The theme that the studio mined with greatest success during its first decade and a half was parenthood, whether real (Finding
Nemo, The Incredibles) or implicit (Monsters, Inc., Up). Pixar’s distinctive insight into parent–child relations stood out from the
start, in Toy Story, and lost none of its power in two innovative and unified sequels. “Who would want to see a movie about a
little boy who plays with dolls?,” Michael Eisner, then the CEO of Disney, obtusely asked when told of plans for the Pixar debut.
(Disney was to co-finance it.) But the film’s creative premise is precisely—and crucially—the reverse: Toy Story is a movie about
dolls who want to be played with by a little boy . . .
. . . after Toy Story 3, the Pixar magic began to fade. The last film of the golden era, it was also the first film begun after Disney
acquired Pixar for $7.4 billion in 2006, when Lasseter and Catmull were made, respectively, the chief creative officer and the
president of both studios. The sequels that followed—Cars 2 (a spy spoof) in 2011 and Monsters University (a college farce) in
2013—lacked any thematic or emotional connection to the movies that spawned them. Though better than either of those two,
Brave, Pixar’s 2012 foray into princessdom, was a disappointment as well. The studio rallied with Inside Out in 2015. But the
inferior The Good Dinosaur (also in 2015) and last year’s mediocre Finding Dory only confirmed the overall decline, which was
particularly noticeable in comparison with the revival under way over at Disney Animation . . .
. . . The Disney merger seems to have brought with it new imperatives. Pixar has always been very good at making money, but
historically it did so largely on its own terms. The studio, remember, rejected a low-quality direct-to-video Toy Story 2, and instead
worked round the clock to come up with another tour de force. But Lasseter, among his other obligations, now oversees Disneytoon
Studios as well. In that capacity he served as the executive producer of 2013’s Planes and its 2014 sequel, Planes: Fire & Rescue.
The two movies are—like virtually all Disneytoon films—shameless, derivative cash grabs. What makes them unique is that they
are also explicit spin-offs of Pixar’s Cars franchise, a development that would have been almost unimaginable before the merger.
As Lasseter himself explained, “By expanding the Cars world, Planes gave us a whole new set of fun-filled situations" . . .
. . . Pixar has promised that after the upcoming glut of sequels, the studio will focus on original features. But we’re grown-ups,
and though the once inimitable studio has taught us to believe in renewal, it has also trained us in grief and loss. I’m not sure I
dare to expect much more of what used to make Pixar Pixar: the idiosyncratic stories, the deep emotional resonance, the subtle
themes that don’t easily translate into amusement-park rides. I’m thinking of the heartbreaking, waltz-set “Married Life” segment
of Up, which packs more emotion into four minutes than most Oscar-nominated dramas manage in their entire running time.
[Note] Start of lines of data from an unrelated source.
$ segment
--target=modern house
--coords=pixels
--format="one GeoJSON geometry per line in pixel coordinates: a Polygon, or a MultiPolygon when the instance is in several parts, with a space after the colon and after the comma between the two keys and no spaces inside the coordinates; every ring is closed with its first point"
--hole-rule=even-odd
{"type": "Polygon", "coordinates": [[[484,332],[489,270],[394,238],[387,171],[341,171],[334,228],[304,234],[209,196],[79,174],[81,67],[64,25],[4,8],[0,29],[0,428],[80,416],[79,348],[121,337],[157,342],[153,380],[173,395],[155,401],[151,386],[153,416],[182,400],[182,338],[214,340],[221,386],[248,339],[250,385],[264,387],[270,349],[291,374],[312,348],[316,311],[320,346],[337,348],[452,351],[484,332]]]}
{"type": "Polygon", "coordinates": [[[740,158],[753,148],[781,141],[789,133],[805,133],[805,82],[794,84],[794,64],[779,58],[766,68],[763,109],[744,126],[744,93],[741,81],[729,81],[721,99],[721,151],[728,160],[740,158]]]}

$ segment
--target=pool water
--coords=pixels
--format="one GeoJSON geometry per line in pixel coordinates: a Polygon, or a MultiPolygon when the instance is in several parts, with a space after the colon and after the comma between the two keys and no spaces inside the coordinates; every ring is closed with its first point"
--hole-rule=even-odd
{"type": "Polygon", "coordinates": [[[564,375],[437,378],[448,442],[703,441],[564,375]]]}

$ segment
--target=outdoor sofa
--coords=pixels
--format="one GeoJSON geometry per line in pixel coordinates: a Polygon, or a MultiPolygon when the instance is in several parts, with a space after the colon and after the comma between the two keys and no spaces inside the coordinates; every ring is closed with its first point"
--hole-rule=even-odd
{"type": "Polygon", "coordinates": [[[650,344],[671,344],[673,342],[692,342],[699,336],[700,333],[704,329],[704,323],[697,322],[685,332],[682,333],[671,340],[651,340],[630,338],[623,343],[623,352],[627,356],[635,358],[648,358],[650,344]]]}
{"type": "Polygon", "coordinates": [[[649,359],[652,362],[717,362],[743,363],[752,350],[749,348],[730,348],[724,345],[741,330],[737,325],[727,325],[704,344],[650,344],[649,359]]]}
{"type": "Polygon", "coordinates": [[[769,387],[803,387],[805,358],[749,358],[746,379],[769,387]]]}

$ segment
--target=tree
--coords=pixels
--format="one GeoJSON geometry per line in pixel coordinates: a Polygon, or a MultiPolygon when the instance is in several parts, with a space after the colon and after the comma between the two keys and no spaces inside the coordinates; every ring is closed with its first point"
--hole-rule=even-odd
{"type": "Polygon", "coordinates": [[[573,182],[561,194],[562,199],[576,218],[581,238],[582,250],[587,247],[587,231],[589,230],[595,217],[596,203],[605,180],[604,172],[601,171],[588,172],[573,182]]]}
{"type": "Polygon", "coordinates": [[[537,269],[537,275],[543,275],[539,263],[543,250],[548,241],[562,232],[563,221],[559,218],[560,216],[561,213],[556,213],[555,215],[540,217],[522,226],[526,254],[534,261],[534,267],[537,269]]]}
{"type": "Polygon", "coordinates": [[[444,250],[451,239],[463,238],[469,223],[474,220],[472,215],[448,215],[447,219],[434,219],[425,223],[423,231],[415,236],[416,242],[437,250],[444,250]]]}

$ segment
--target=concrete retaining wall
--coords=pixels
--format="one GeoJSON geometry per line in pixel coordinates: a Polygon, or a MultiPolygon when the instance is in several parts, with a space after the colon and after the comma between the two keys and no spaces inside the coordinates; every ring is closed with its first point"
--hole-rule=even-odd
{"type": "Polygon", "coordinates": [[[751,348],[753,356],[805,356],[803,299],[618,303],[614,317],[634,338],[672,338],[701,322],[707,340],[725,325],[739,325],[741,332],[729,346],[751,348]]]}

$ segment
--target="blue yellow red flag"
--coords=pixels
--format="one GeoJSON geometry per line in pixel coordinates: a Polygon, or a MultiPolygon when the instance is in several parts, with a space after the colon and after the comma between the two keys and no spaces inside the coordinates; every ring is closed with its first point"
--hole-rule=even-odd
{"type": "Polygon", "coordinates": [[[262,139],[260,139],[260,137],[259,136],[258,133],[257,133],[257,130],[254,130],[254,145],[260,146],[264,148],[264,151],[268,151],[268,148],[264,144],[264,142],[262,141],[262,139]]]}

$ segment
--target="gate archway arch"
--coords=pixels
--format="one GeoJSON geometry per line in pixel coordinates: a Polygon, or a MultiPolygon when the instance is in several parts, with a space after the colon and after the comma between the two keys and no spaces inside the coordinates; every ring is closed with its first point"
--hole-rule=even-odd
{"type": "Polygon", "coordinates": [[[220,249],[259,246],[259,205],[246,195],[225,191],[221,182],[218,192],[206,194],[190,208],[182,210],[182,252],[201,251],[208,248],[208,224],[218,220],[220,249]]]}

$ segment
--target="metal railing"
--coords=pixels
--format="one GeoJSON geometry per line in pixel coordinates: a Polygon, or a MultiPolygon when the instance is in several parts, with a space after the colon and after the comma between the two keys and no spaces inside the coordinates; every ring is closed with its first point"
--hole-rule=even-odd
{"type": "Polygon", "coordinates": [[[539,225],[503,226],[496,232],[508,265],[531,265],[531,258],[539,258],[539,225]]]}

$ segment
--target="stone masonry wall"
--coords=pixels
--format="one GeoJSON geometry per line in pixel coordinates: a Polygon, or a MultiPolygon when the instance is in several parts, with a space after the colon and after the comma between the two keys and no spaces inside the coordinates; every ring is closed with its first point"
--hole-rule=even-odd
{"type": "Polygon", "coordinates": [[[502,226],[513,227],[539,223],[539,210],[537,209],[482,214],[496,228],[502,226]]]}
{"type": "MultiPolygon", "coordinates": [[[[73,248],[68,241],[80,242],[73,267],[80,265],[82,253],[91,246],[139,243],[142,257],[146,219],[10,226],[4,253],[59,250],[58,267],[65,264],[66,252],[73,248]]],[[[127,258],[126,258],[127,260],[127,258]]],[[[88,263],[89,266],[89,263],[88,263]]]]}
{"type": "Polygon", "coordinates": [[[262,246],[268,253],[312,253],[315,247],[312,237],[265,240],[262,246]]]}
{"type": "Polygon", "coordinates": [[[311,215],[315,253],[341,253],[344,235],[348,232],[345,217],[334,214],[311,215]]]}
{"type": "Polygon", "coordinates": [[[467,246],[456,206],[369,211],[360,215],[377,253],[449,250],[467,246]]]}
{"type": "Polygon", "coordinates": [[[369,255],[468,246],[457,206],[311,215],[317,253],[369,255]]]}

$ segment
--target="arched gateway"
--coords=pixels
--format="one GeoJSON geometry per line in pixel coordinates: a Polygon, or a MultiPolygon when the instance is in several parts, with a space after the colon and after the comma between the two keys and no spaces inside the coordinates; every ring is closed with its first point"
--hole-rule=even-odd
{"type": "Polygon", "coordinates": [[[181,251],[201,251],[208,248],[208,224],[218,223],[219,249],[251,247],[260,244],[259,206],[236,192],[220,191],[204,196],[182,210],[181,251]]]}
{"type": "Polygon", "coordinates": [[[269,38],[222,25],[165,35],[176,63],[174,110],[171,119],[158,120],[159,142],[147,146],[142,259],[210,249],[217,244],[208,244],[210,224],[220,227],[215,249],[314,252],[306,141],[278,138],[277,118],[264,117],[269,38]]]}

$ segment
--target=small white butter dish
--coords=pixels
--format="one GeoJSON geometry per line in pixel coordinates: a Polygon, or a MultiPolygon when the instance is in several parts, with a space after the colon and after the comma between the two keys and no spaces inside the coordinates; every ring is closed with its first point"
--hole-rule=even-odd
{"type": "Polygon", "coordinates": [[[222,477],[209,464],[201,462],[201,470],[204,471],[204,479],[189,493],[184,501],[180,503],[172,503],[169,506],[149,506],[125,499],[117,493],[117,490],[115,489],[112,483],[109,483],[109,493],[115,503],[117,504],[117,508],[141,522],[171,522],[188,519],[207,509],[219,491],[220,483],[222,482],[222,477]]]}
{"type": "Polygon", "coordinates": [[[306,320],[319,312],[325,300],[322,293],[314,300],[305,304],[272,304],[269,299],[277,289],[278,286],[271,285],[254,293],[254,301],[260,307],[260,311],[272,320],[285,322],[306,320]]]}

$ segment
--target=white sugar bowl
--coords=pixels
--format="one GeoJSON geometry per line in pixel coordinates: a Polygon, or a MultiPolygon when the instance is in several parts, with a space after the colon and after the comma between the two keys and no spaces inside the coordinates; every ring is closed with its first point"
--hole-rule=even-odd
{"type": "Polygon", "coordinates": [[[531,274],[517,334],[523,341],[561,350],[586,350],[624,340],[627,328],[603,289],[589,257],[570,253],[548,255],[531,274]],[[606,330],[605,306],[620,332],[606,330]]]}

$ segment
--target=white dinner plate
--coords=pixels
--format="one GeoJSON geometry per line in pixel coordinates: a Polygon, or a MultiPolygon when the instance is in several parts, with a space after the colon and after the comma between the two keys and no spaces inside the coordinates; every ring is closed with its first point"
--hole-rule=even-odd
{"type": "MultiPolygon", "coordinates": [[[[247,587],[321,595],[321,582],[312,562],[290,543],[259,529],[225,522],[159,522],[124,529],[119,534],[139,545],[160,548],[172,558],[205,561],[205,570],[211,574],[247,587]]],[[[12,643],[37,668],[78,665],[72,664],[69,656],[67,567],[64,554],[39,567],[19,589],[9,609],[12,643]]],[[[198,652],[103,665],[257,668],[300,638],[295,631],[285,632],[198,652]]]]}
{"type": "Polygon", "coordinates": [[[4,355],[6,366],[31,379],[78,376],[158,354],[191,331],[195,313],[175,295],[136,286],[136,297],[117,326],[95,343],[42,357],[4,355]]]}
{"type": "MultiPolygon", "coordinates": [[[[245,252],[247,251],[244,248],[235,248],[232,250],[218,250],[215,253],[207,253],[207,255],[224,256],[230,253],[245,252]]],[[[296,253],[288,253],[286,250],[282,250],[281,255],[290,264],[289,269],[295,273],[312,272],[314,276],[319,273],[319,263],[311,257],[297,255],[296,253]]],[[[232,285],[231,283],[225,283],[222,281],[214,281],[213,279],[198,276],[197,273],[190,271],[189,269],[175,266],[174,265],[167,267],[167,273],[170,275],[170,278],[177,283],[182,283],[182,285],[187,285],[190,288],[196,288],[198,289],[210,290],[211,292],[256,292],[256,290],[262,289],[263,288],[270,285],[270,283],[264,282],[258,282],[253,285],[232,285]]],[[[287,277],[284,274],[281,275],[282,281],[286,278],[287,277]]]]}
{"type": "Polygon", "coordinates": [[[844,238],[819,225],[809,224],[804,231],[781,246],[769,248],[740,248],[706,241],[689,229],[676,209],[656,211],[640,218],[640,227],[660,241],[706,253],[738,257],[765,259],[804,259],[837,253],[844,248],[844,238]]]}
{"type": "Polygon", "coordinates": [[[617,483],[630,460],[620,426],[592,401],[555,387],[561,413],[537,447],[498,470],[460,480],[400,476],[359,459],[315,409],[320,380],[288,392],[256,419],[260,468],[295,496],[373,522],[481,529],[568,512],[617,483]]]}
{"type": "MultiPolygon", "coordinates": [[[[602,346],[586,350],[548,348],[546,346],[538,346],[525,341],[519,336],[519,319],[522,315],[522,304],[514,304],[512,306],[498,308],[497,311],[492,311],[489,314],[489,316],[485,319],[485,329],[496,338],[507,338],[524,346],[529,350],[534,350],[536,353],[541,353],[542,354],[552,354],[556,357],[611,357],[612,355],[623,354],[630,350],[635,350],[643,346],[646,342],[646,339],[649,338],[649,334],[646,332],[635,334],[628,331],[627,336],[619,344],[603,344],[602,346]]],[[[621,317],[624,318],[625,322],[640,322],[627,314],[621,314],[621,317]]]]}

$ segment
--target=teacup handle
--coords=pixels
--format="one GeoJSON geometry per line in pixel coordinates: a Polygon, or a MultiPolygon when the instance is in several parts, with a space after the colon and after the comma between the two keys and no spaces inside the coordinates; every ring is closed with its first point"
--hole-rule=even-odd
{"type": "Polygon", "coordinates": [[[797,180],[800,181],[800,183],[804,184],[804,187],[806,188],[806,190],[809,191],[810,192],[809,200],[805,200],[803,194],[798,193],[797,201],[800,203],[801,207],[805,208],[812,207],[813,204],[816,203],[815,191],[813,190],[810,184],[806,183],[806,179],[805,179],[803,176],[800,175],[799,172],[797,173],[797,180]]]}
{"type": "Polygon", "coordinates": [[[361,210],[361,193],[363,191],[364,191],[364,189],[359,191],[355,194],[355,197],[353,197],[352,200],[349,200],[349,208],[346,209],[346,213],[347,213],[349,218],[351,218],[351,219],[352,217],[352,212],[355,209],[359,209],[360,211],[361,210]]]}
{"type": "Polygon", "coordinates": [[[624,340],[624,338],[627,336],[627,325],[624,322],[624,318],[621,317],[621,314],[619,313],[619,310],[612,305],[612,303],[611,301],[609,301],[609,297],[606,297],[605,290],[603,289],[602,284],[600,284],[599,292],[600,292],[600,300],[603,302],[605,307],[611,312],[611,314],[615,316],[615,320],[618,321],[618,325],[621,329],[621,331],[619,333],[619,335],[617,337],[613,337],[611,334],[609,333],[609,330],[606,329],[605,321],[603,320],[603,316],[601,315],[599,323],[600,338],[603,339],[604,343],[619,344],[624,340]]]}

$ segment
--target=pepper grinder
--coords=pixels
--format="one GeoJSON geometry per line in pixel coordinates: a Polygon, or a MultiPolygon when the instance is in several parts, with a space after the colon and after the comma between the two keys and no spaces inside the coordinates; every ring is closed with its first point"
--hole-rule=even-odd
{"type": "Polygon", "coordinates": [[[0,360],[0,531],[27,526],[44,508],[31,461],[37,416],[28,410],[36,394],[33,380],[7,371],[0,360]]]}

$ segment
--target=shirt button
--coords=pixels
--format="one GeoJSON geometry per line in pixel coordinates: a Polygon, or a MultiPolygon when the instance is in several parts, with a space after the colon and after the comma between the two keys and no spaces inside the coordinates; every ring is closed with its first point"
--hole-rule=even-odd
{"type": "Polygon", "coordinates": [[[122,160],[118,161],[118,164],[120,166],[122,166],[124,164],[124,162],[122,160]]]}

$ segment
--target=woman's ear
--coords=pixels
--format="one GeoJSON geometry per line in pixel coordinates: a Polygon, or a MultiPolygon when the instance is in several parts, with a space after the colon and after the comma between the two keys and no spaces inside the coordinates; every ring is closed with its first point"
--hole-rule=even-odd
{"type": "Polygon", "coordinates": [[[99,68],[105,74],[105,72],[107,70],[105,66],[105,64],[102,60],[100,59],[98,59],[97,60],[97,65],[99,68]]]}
Or the wistful solitude of wall‑e’s robotic protagonist, left behind on Earth to clean up his creators’ mess. Or Anton Ego’s artful
critique of criticism at the end of Ratatouille, arguably the slyest words on the subject since Addison DeWitt’s in All About
Eve.
None of these films is scheduled to have a sequel. And none is particularly suited to becoming a theme-park ride (though Disney
unveiled Ratatouille: The Adventure at, of course, Disneyland Paris). Which can’t help but raise the question: Would Pixar even
bother making those pictures anymore?
For the record:
* I disagree about the original
Cars---I thought it was sharp and romantic in its way, particularly the segment in which
Sally and McQueen gaze over the ghost of Route 66 from the height where what remained of the Wagon Wheel sat. (There's
no more poignant line in any Pixar film than Sally telling McQueen of Route 66, "Cars didn't take it to make good time, they
took it to
have a good time.")
Cars 2 was a preposterous bore, gutting any desire I had to see
Cars 3.
*
Finding Dory wasn't half as good as
Finding Nemo, but I enjoyed it regardless. Even if I thought the truck going
over the high side and into the drink was as over-the-top as it got.
*
Planes was a great idea when I thought about it and when I sketched it on paper. Then I saw it. Crash-and-burn boring.
Other than that, this writer seems to have hit it square on the cranium. And it's sad.